La Serbie est sous le choc après l’effondrement meurtrier d’un pan de la gare de Novi Sad le 1er novembre dernier, qui a coûté la vie à 14 personnes dont plusieurs enfants. Cette tragédie a ravivé la colère d’une partie de la population, lasse de la corruption et du népotisme qui gangrènent la classe politique du pays depuis des années.
Des manifestations pour réclamer des comptes
Dès le lendemain du drame, des milliers de Serbes sont descendus dans les rues de Novi Sad et d’autres villes du pays pour exiger des démissions au plus haut niveau de l’État. Mardi soir, ils étaient environ 20 000 rassemblés devant la gare où s’est produit l’accident, scandant des slogans hostiles au gouvernement :
Que la Serbie s’arrête pour que l’enquête puisse avancer
Combien d’autres enfants morts ?
Prison ! Prison !
Sous la pression de la rue, le ministre de la Construction Goran Vesic a fini par remettre sa démission quelques heures avant le grand rassemblement de Novi Sad. Mais les manifestants réclament d’autres têtes, à commencer par celle du Premier ministre Milos Vucevic, lui-même ancien maire de la ville.
Un pays miné par la corruption
Au-delà de l’émotion suscitée par cette tragédie, l’effondrement de la gare met en lumière les dérives d’un système politique miné par les malversations. Depuis plus de 10 ans, le parti du président Aleksandar Vucic, le SNS (droite nationaliste), règne sans partage sur le pays. Un règne marqué par la multiplication des grands projets d’infrastructures, souvent confiés à des entreprises étrangères dans des conditions opaques.
Sécurité et prospérité : telles étaient les promesses d’Aleksandar Vucic lorsqu’il a pris les rênes du gouvernement en 2012, après les guerres qui ont ravagé les Balkans dans les années 1990. Une prospérité bâtie sur une “Serbie des grues”, pour reprendre une expression de celui qui est aujourd’hui président. Mais derrière les échafaudages et les rubans coupés, les soupçons de corruption et de copinage se multiplient.

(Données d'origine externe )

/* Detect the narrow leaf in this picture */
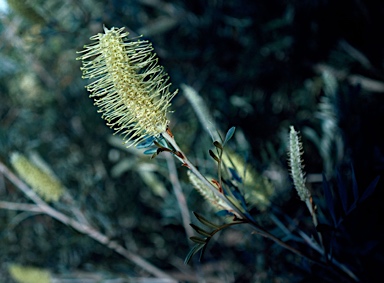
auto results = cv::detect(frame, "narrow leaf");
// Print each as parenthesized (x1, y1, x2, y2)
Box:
(216, 210, 234, 217)
(193, 212, 220, 229)
(347, 165, 359, 214)
(199, 242, 209, 262)
(359, 176, 380, 203)
(209, 150, 220, 163)
(322, 173, 337, 226)
(157, 136, 168, 148)
(190, 224, 212, 237)
(150, 152, 158, 159)
(213, 141, 223, 150)
(190, 236, 207, 244)
(232, 189, 248, 211)
(336, 170, 348, 214)
(184, 244, 205, 264)
(226, 194, 246, 214)
(351, 165, 359, 202)
(143, 148, 158, 155)
(223, 127, 236, 145)
(136, 136, 155, 149)
(154, 140, 164, 148)
(181, 84, 220, 141)
(228, 167, 243, 183)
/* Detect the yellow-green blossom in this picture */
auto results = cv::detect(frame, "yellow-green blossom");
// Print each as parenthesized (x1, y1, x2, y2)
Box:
(222, 149, 273, 210)
(8, 264, 51, 283)
(10, 152, 64, 202)
(77, 26, 177, 146)
(187, 171, 234, 213)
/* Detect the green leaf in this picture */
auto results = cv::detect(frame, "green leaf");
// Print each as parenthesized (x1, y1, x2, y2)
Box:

Des doutes sur la sécurité des ouvrages
L’enquête devra déterminer les causes exactes de l’effondrement à Novi Sad. Les regards se tournent notamment vers les travaux de rénovation récemment menés sur le bâtiment datant des années 1960, et en partie réalisés par un consortium chinois. Le contrat, non public, soulève des interrogations.
Au-delà de la gare, c’est la sécurité de nombreux ouvrages publics qui est remise en question dans un pays classé 104e sur 180 par l’ONG Transparency International. Autoroutes, gares routières, quartiers flambant neufs : les constructions se multiplient, le plus souvent sans réelle transparence ni contrôle indépendant.
Quand le pan d’un bâtiment vieux de 50 ans s’effondre juste après des travaux de rénovation, se poser des questions sur la sécurité de structures plus récentes, agrandies ou restaurées est une question de bon sens.
Dario Hajric, sociologue
Une enquête sous haute surveillance
Sous la pression populaire, une enquête a été ouverte pour faire la lumière sur les responsabilités dans le drame de Novi Sad. Le président Vucic a promis que “quiconque a commis une erreur sera poursuivi”. Mais peu de Serbes semblent croire à la volonté réelle du pouvoir d’assumer une quelconque responsabilité.
Les autorités n’ont pas besoin de la vérité, mais plutôt d’une version de la réalité dans laquelle elles ne portent aucune responsabilité.
Dario Hajric, sociologue
Alors que l’opposition dénonce un “résultat direct de la corruption”, le gouvernement serbe se retrouve sous pression. Entre appels à la transparence et exigence de justice, cette tragédie pourrait devenir le révélateur des dérives d’un système à bout de souffle. La Serbie retient son souffle, dans l’attente de réponses et d’une prise de conscience au sommet de l’État.